The global healthcare industry recognizes four primary vital signs that are indicators of the human body’s essential life-sustaining functions. The vital signs provide a quick snapshot of the patient’s general health.

 

4 Primary Vital Signs Measurement Equipment
Body temperature Thermometer
Blood pressure Sphygmomanometer
Heart rate (pulse) Stethoscope / watch
Respiratory rate Stethoscope / watch

 

Paramedics and Emergency Response Technicians often observe pupil size as a vital sign that indicates medical conditions such as trauma, circulatory system arrest, central nervous system injury or drug overdose. 

When a patient’s vital signs show readings that are outside of the normal range, a physician or healthcare provider is then able to order a set of tests to diagnose the exact cause, based on their medical knowledge of potential causes of those abnormal readings. 

It is common for patients that are 65 years and older to take medications to treat chronic conditions. For instance, cardiovascular disease requires statins and other medication to lower cholesterol levels and normalize blood pressure. Chronic Obstructive Pulmonary Disease (COPD) is a progressive lung disease that causes shortness of breath, also common amongst seniors. Drugs that treat COPD are bronchodilators and steroids. Abnormal vital signs may indicate that the patient with these chronic conditions is not taking their medication as prescribed. Conversely, a patient with poor medication adherence will definitely have vital signs with abnormal, health-threatening readings.

The healthcare industry views medication adherence as one of the biggest problems amongst elderly adults. It is estimated that less than 50% of prescriptions are taken as prescribed. Poor adherence is reportedly the 3rd most common reason for seniors’ admission to hospital emergency rooms and is the cause of 69% of medication related hospital admissions (source: Adherence to Medication, New England Journal of Medicine, Aug. 4, 2005).
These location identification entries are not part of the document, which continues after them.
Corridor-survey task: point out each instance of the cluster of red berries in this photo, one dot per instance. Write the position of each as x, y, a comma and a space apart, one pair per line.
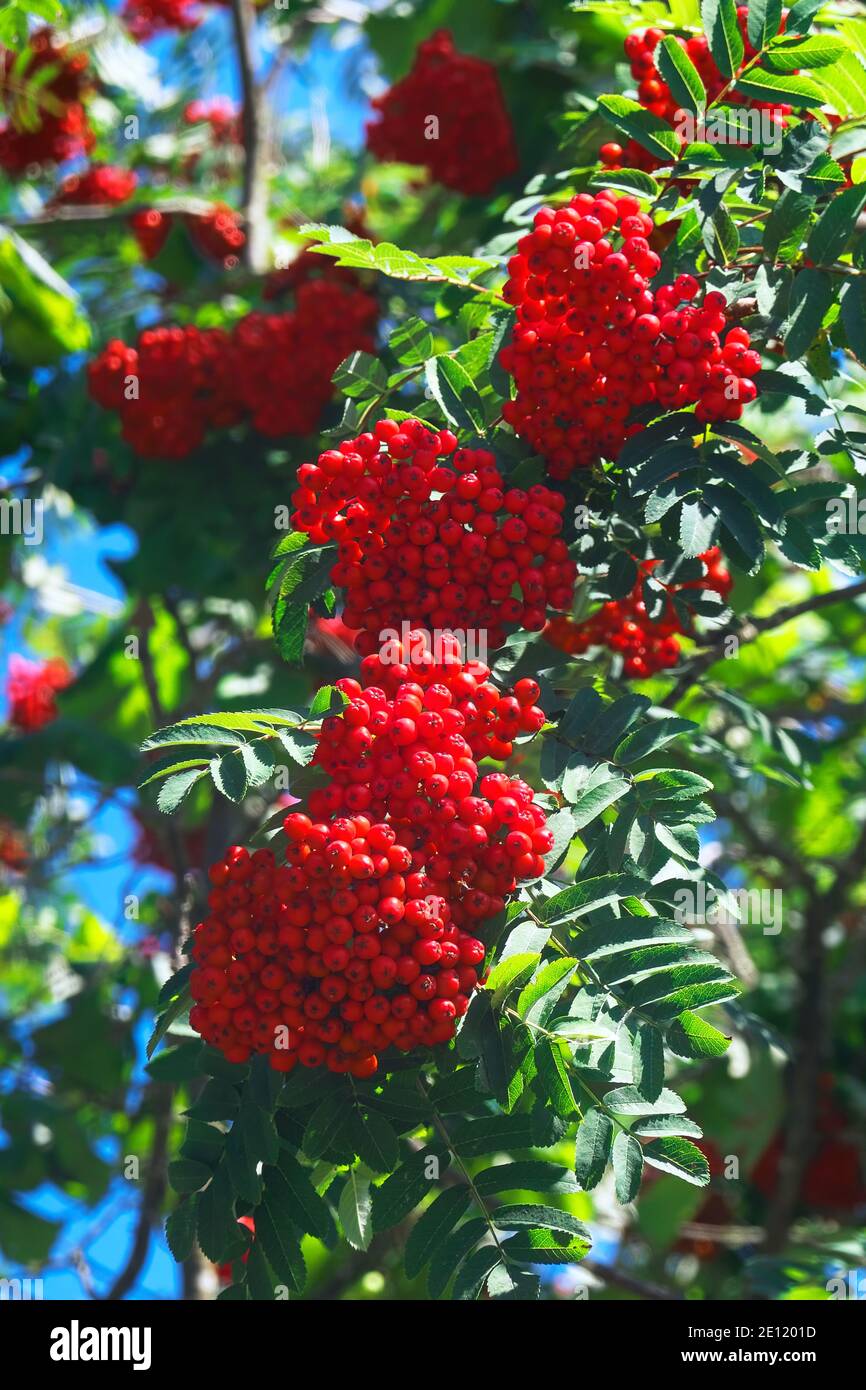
31, 688
656, 96
834, 1179
647, 645
63, 131
216, 232
273, 369
13, 847
100, 184
220, 113
367, 937
170, 389
146, 18
697, 366
448, 116
428, 534
592, 341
The 3 most common reasons cited for poor adherence are as follows:

  1. Cost: The cost of medication can be very expensive. This prompts the senior to conserve the supply and make it last longer. Some seniors on fixed incomes are simply unable to afford their prescriptions on a consistent basis. Another aspect of cost is a risk-benefit perspective. Sometimes there is a perception that the cost of the medication outweighs the benefit, which leads to non-adherence.
  2. Cognitive Issues: Seniors may occasionally forget to take medication. Stress and fatigue can exacerbate forgetfulness. In some situations, cognitive decline makes forgetfulness a more frequent issue. 
  3. Side Effects: Seniors may avoid medication due to worrisome, unpleasant side effects such as sedation, nausea or constipation.

These causes are irrespective of socio-economic factors and ethnicities. 
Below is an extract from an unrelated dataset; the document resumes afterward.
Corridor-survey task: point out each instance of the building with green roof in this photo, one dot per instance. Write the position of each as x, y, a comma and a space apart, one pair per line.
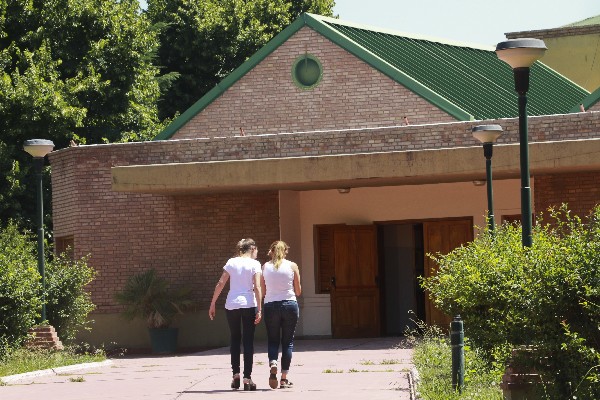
466, 82
352, 144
By declaring Medication Adherence as the 5th vital sign, especially for adults 65 years and older, and establishing a method for measuring adherence regularly, healthcare workers will be equipped to determine whether the other vital signs are affected by poor adherence, and if the patient is at risk of complications from under or over-medication. The goal for improvement of medication adherence is to prolong independence and prevent emergency room visits. 

 

The 5thVital Sign Measurement Equipment
Medication Adherence CuePath (real-time adherence monitoring service)
Medication Possession Ratio (measured by pharmacist, based on lateness of prescription refill order)

 

 

Ultimately, the improvement of medication adherence saves lives. Knowing the patient’s baseline medication adherence level is an effective first step to understanding the status of the conditions being treated by medication and provides additional insight into the patient’s general state of health.